Regulamenta o Fundo de Informatização, Edificação e Aperfeiçoamento dos Serviços Judiciários (FUJU)
Alterada pela Resolução n. 012/1992-PR
Revogada pela Resolução n. 019/1996-PR
Texto OriginalO Desembargador DIMAS RIBEIRO DA FONSECA, Presidente do Tribunal de Justiça do Estado de Rondônia, no uso de suas atribuições legais,
CONSIDERANDO a vigência da Lei Estadual nº 301 de 21 de dezembro de 1990, instituidora do Regimento de Custas que criou o FUJU (Fundo de Informatização, Edificação e Aperfeiçoamento dos Serviços Judiciários);
CONSIDERANDO que cabe ao Tribunal de Justiça regulamentar dito FUNDO (art. 12 da Lei citada), e
CONSIDERANDO a urgência reclamada, porquanto existente e aplicável ao FUNDO a partir de 28.01.91, data de início da vigência da Lei,
CONSIDERANDO a decisão do e. Tribunal Pleno, em Sessão Administrativa realizada em 07 de fevereiro de 1991,
R E S O L V E:
Baixar a presente Regulamentação PROVISÓRIA, por esta RESOLUÇÃO, a saber:
Art. 1º O FUJU, através de seus recursos, tem como objetivos precípuos:
I – Informatização nas atividades Judiciárias;
II – Edificações e aparelhamento da Justiça Estadual;
III – Aperfeiçoamento dos serviços Judiciários compreendendo aspectos materiais e de recursos humanos.
Art. 2º Ao Conselho da Magistratura, compete gerir o FUJU, expedindo as normas para o seu regular funcionamento.
Art. 2º Ao Conselho da Administração Interna do Tribunal de Justiça do Estado de Rondônia compete gerir o FUJU, expedindo as normas para o seu regular funcionamento. (Redação dada pela Resolução n. 012/1992-PR)

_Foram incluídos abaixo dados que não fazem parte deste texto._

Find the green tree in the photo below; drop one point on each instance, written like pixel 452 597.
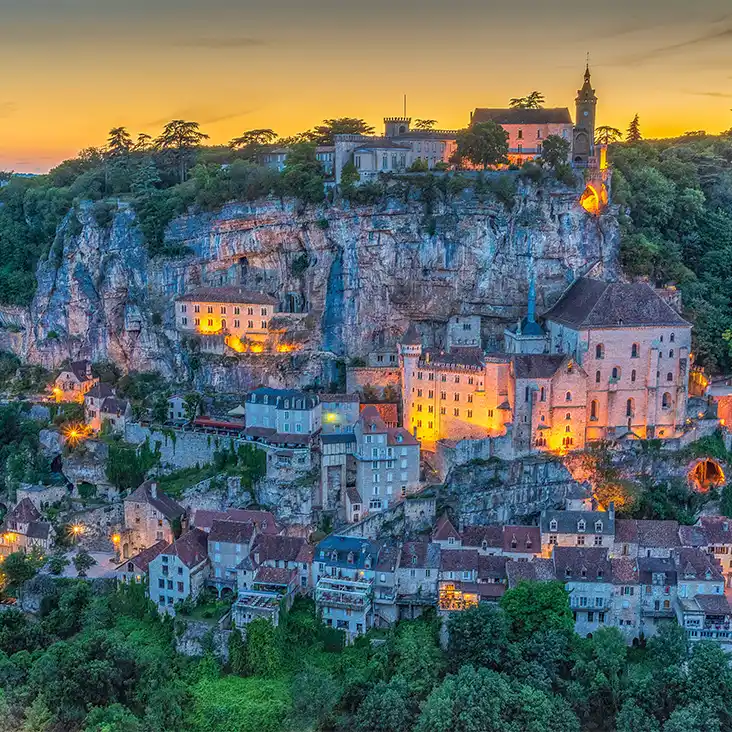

Art. 3º Aos Juízes, no primeiro grau de jurisdição, caberão fiscalizar quanto aos pagamentos e recolhimentos das receitas pertencentes ao FUJU, cumprindo ao Tribunal Pleno decidir qualquer matéria em última instância.
Art. 4º O FUJU, em seus objetivos, poderá celebrar convênios ou atos similares, com aprovação prévia do Conselho da Magistratura.
Art. 5º Os recursos do FUJU serão recolhidos ao Beron em conta corrente própria e específica.
Parágrafo Único. Nenhuma despesa será realizada, sob autorização do Conselho da Magistratura.
Art. 6º Esta regulamentação poderá ser alterada e ante sua natureza de provisória, ratificada no prazo de 06 meses, a contar de sua publicação, pelo Tribunal Pleno, salientado que essas novas legislações esta Resolução inclusive, incidirão segundo o estado ou fase em que se encontrar o processo ou feito, na data de vigência da Lei de Custas.
Publique-se.
Registre-se.
Cumpra-se.
Tribunal de Justiça, Porto Velho, 18 de fevereiro de 1991.